Continuous Explanatory Variable
- Survived is modelled as a function of Age.
- There is no reference group as such.
- R “can deal with” missing data for a continuous variable i.e.throws no error du to missing data in the continuous variable.
model4 <- glm(Survived ~ Age, family=binomial(link='logit'), data=data)
summary(model4)
Call:
glm(formula = Survived ~ Age, family = binomial(link = "logit"),
data = data)
Deviance Residuals:
Min 1Q Median 3Q Max
-1.149 -1.036 -0.954 1.316 1.591
Coefficients:
Estimate Std. Error z value Pr(>|z|)
(Intercept) -0.05672 0.17358 -0.33 0.74
Age -0.01096 0.00533 -2.06 0.04 *
---
Signif. codes: 0 ‘***’ 0.001 ‘**’ 0.01 ‘*’ 0.05 ‘.’ 0.1 ‘ ’ 1
(Dispersion parameter for binomial family taken to be 1)
Null deviance: 964.52 on 713 degrees of freedom
Residual deviance: 960.23 on 712 degrees of freedom
(177 observations deleted due to missingness)
AIC: 964.2
Number of Fisher Scoring iterations: 4
- Intercept: The log-odds of Survival when \(Age = 0\) is -0.057.
- Age:
- For every unit increase in Age the log-odds of survival decrease by -0.011 i.e. the chances of survival decrease as passenger age increases.
- Given \(p < 0.5\), we can reject the null hypothesis \(b_1=0\) that one unit increase in age does not affect chances of survival.
- For every unit increase in Age, the odds of survival are 0.989 times the odds of those with one Age unit less (i.e. -1.09 %).
Now let’s try the same with imputed ages:
data.impute <- data %>% kNN() # Note: there will be imputed ages < 1 ...
model5 <- glm(Survived ~ Age, family=binomial(link='logit'), data=data.impute)
summary(model5)
Call:
glm(formula = Survived ~ Age, family = binomial(link = "logit"),
data = data.impute)
Deviance Residuals:
Min 1Q Median 3Q Max
-1.003 -0.988 -0.977 1.381 1.424
Coefficients:
Estimate Std. Error z value Pr(>|z|)
(Intercept) -0.42433 0.16229 -2.61 0.0089 **
Age -0.00172 0.00518 -0.33 0.7393
---
Signif. codes: 0 ‘***’ 0.001 ‘**’ 0.01 ‘*’ 0.05 ‘.’ 0.1 ‘ ’ 1
(Dispersion parameter for binomial family taken to be 1)

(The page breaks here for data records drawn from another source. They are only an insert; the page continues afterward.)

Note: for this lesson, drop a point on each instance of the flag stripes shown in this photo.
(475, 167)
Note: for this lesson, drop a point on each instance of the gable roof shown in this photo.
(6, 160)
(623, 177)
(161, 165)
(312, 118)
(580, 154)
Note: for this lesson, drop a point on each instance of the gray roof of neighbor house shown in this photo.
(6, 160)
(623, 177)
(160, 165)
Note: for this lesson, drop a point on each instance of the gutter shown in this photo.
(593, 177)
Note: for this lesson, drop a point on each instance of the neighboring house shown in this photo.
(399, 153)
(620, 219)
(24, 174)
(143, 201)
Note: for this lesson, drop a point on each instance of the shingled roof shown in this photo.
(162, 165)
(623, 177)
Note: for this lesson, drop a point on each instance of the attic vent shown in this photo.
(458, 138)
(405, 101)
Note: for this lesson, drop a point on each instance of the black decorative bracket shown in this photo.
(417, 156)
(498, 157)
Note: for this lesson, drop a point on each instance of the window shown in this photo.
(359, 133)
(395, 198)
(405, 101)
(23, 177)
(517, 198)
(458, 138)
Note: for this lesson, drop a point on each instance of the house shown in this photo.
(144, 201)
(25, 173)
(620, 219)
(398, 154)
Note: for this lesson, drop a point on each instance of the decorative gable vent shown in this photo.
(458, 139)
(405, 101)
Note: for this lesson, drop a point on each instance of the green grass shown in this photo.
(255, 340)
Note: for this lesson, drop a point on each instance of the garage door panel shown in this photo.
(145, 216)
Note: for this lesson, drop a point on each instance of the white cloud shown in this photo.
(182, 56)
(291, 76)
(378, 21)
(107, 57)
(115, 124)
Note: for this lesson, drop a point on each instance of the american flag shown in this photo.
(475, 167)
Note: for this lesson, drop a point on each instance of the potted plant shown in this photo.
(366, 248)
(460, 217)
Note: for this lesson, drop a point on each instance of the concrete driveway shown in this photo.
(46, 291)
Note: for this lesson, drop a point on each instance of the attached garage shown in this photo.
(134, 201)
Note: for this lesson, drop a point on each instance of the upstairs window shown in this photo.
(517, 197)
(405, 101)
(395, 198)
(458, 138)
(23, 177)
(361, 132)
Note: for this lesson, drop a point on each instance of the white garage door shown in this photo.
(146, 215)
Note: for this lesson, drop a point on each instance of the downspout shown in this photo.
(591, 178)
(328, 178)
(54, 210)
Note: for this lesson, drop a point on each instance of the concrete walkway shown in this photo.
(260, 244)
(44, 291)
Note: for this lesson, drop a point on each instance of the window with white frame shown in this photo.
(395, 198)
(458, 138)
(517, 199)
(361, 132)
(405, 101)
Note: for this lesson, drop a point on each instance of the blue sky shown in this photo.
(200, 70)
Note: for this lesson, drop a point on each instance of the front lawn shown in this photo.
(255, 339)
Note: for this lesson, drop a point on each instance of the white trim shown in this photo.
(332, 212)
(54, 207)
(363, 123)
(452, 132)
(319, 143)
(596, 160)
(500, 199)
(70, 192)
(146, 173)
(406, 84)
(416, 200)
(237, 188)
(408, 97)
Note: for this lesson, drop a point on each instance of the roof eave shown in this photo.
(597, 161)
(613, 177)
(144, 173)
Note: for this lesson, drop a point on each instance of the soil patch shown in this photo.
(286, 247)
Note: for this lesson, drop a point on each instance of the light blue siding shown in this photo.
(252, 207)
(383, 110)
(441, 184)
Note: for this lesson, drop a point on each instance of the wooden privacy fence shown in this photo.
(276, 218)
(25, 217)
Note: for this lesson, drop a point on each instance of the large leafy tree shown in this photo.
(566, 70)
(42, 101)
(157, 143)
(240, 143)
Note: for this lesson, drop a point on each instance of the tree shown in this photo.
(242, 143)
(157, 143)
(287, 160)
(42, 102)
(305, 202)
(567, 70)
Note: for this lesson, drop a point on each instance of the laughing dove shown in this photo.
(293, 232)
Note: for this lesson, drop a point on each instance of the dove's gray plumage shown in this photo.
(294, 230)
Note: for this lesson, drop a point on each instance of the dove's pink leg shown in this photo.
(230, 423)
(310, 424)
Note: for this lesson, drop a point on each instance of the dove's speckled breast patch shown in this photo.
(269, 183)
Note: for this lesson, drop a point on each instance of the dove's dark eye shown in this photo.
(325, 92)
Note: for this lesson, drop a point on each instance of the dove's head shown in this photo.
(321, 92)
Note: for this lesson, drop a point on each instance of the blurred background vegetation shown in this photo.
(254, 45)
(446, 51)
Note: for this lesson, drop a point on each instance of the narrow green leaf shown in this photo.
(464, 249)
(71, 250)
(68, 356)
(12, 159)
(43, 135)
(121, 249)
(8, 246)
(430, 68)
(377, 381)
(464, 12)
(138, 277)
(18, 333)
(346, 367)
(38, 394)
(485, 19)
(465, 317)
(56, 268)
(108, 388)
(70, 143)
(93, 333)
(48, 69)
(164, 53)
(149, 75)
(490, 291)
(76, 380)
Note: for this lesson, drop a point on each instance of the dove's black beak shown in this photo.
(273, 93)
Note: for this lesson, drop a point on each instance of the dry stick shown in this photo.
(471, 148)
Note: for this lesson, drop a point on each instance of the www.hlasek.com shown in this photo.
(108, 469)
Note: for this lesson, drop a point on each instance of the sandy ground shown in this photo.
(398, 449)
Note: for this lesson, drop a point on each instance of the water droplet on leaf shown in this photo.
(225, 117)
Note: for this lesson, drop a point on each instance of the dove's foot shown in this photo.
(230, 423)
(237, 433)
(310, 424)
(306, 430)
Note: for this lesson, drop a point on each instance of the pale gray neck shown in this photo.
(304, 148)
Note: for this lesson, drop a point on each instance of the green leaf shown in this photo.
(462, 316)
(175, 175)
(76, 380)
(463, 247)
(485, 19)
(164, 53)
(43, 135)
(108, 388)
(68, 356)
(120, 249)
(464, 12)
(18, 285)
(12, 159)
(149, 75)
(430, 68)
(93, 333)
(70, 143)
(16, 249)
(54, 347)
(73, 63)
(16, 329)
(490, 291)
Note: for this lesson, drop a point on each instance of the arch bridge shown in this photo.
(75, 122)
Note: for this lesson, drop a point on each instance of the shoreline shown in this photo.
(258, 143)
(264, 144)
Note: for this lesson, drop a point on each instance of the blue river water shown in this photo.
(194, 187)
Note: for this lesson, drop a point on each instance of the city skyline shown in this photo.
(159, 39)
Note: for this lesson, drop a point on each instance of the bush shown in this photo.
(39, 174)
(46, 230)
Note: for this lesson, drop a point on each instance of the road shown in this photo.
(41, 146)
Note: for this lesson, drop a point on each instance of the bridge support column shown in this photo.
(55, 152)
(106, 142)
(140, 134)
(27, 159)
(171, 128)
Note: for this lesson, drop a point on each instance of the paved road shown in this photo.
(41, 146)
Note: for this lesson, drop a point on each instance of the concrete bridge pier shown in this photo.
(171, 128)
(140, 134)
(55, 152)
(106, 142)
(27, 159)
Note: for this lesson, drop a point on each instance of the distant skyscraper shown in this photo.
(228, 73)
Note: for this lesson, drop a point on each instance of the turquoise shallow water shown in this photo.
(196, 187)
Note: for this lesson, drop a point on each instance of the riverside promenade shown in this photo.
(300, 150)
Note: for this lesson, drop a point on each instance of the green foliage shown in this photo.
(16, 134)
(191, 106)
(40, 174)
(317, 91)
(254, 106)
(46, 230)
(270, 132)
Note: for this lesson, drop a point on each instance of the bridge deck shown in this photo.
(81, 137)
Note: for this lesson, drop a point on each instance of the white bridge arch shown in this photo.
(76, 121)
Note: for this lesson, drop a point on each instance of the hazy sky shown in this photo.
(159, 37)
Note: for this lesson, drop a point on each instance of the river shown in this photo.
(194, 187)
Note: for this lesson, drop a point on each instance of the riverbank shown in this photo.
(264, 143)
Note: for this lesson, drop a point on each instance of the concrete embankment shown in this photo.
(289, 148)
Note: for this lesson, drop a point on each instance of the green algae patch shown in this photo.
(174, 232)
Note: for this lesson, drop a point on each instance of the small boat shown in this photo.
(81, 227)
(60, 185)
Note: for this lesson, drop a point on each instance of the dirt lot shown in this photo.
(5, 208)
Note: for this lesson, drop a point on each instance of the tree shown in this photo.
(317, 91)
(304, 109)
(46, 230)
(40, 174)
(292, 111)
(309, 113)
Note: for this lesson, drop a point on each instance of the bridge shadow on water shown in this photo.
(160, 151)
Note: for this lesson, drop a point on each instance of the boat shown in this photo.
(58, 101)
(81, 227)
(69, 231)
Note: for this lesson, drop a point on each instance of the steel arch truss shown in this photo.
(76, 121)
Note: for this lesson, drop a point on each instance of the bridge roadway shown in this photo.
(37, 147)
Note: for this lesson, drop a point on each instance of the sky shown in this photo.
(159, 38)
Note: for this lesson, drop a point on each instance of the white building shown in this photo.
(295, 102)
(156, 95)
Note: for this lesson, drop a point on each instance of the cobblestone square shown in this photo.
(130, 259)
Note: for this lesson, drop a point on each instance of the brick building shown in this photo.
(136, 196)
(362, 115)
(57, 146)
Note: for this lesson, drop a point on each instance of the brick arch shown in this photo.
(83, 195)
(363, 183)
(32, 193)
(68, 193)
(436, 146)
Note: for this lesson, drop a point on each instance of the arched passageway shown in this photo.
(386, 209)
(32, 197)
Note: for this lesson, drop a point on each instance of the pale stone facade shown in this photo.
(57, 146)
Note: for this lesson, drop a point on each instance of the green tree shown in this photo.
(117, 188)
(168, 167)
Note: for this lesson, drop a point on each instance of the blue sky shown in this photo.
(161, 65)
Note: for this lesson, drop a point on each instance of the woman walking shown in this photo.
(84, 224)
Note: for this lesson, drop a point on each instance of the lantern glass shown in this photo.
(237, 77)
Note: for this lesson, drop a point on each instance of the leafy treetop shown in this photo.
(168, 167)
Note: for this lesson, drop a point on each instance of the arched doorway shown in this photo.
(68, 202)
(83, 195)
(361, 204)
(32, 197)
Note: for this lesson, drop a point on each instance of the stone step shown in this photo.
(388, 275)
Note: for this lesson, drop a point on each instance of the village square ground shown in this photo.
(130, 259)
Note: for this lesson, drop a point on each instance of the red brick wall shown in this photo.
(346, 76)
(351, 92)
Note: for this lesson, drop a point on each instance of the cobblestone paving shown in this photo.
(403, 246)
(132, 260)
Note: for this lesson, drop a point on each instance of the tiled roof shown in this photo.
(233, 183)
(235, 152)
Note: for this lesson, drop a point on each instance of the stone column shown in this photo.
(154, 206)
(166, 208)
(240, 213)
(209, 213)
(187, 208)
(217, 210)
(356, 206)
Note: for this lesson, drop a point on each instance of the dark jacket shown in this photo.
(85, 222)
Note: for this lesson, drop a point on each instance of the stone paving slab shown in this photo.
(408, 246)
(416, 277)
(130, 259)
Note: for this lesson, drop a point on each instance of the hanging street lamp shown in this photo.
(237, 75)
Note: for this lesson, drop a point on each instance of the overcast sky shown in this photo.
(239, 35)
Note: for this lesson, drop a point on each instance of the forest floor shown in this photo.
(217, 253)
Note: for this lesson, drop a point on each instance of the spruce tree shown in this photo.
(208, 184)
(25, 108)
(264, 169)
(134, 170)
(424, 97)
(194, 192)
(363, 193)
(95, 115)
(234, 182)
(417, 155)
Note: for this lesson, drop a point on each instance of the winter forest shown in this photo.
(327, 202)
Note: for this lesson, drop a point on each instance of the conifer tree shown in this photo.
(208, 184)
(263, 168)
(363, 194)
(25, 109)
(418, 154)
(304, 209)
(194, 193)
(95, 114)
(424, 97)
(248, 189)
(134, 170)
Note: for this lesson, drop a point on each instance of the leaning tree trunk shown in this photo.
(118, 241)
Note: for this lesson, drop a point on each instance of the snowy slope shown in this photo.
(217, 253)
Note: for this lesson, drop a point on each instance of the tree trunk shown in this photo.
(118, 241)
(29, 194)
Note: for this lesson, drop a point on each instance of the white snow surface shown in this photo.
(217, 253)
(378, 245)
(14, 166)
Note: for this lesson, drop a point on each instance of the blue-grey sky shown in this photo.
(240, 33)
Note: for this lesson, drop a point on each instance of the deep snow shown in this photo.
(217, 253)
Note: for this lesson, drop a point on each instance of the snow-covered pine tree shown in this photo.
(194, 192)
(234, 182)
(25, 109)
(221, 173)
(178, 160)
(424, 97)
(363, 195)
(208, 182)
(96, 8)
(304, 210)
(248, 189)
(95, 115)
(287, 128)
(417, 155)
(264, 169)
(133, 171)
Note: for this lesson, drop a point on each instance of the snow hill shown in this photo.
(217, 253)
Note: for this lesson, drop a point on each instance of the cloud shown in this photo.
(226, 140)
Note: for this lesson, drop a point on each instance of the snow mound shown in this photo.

Null deviance: 1186.7 on 890 degrees of freedom
Residual deviance: 1186.5 on 889 degrees of freedom
AIC: 1191
Number of Fisher Scoring iterations: 4
- The model has worsened considerably. Given \(p > 0.5\), we cannot reject the null hypothesis \(b_1=0\) that one unit increase in age does not chnage the chances of survival.
Estimating the Odds of an outcome
To estimate the odds of an outcome from pluig in the relevant values into the model equation \(ln(odds) = b_0 + b_1x_1 + ... + b_kx_k\)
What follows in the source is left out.